After the initial shock, my thoughts spiraled out of control. I should have picked up the phone. I should have called him back. Louise Hay, author of the best-selling book “You Can Heal Your Life” says that guilt leads to punishment and punishment leads to pain. I punished myself for months, listening to his voice mail repeatedly, continually berating myself in the present moment for something that had happened in the past. Have you done that to yourself? Are you doing that to yourself right now? If you are, I’m here to tell you that guilt will never make you feel better and it cannot change the situation.
The only way to return to a state of peace is to let go of guilt. How do you do that? It starts with having compassion for yourself and acknowledging that you were doing the best that you could at that moment. Ask yourself, would you forgive someone else for the same actions? I know if a friend shared the same story with me, that I just told you, I would have compassion for her in my heart. How does it benefit you to continue to punish yourself? The answer is, it doesn’t.
I also had to dig deeply to cultivate compassion for my father for the struggles that he had endured. That was hard, because I had accepted who he was, yet I realized there was still that little girl inside of me that just wanted her daddy to call her because he loved her, not because he needed something.
How else can you unlock the cage that guilt can often feel like your trapped in?
Besides having compassion for yourself, the act of forgiveness will help release guilt. Research published by the National Center for Biotechnology Information, demonstrated that the practice of self-forgiveness helps dimish feelings of guilt over time.

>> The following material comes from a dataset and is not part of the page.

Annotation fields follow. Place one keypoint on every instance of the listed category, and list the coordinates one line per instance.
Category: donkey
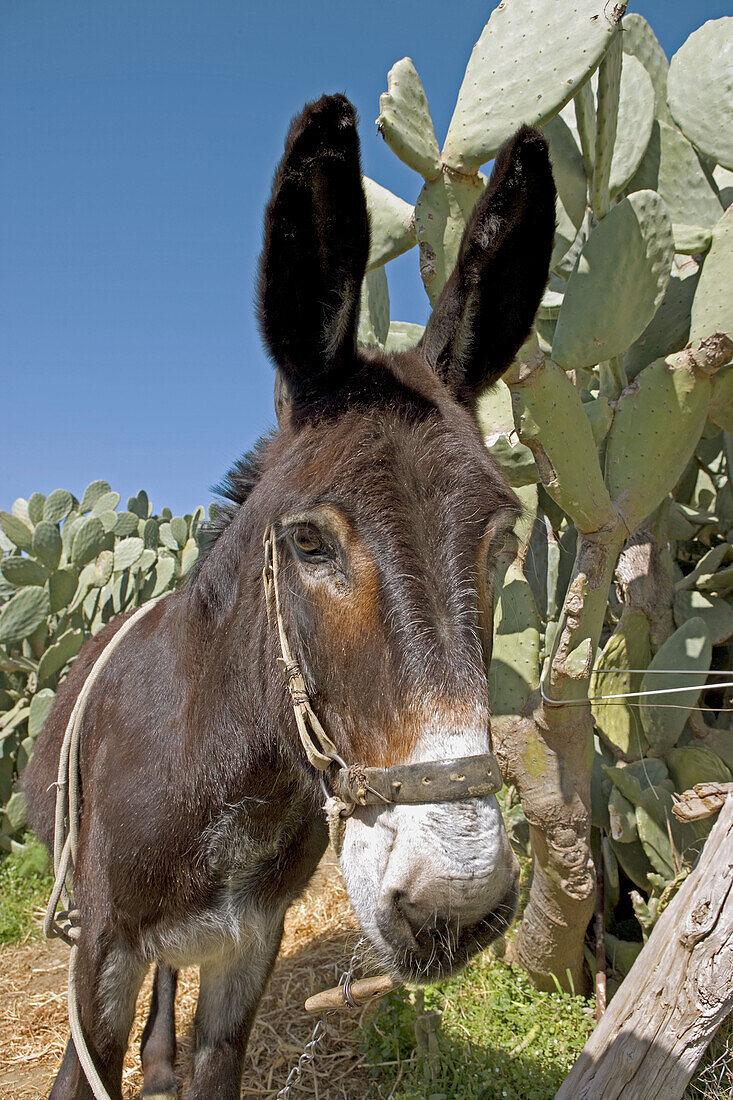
(201, 818)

Ph.D. researchers: Michael Scherer, Everett L. Worthington, Jr., Joshua N. Hook and Kathryn L. Campana studied the impact the process of self-forgiveness could have on easing guilt of with a sample of people going through routine treatment for alcoholism. This study did focus on several other factors but for our purposes we’re going to hone in on the guilt findings. For more on the overall study, click here. The participants were split into two groups. One group continued with treatment as usual while the other group was assigned a four-hour self-forgiveness process that took place over three consecutive weeks.
The self-forgiveness group reported reduced feelings of guilt over a period of time compared to the regular treatment group. Interestingly enough, participants in the self-forgiveness group also reported that feeling less guilt diminished the urge to drink, when drinking was used as a coping mechanism.
So, what does this mean for you? What step can you take to free yourself from guilt? The answer is forgiving yourself. You can begin by doing a simple forgiveness exercise involving utilizing a mirror.
With your hand on your heart, look yourself in the eyes and say silently, I am willing to forgive you. If it feels comfortable, continue with this statement, and use it whenever feelings of guilt are aroused. If you’d like, you may say those words aloud. Work with that phrase for as long as you need until eventually you can easily say “I forgive myself for___, and I set myself free.” I’ve used this process with much success in addition to an affirmative prayer that helped me release the guilt I internalized after missing my father’s phone call. Here is an example that you can customize yourself.
Thank you God for helping me to forgive myself, and release all guilt that I hold in my body. I clear all the ways I allow conscious and unconscious guilt to affect my life. I clear all the ways I am consumed with guilt. I release all my unexpressed and unresolved guilt. I clear all the ways I suppress my guilt. I allow this guilt to be removed from my body and now let love and peace flow unconditionally through me. And So It Is.
Remember, whatever it is that you feel guilty about is in the past. Any negative thoughts that you are directing toward yourself, are only thoughts, and thoughts can be changed. The more you choose compassionate thoughts, the easier it will become to let go of the guilt. Be patient with yourself and know that you deserve to feel peace.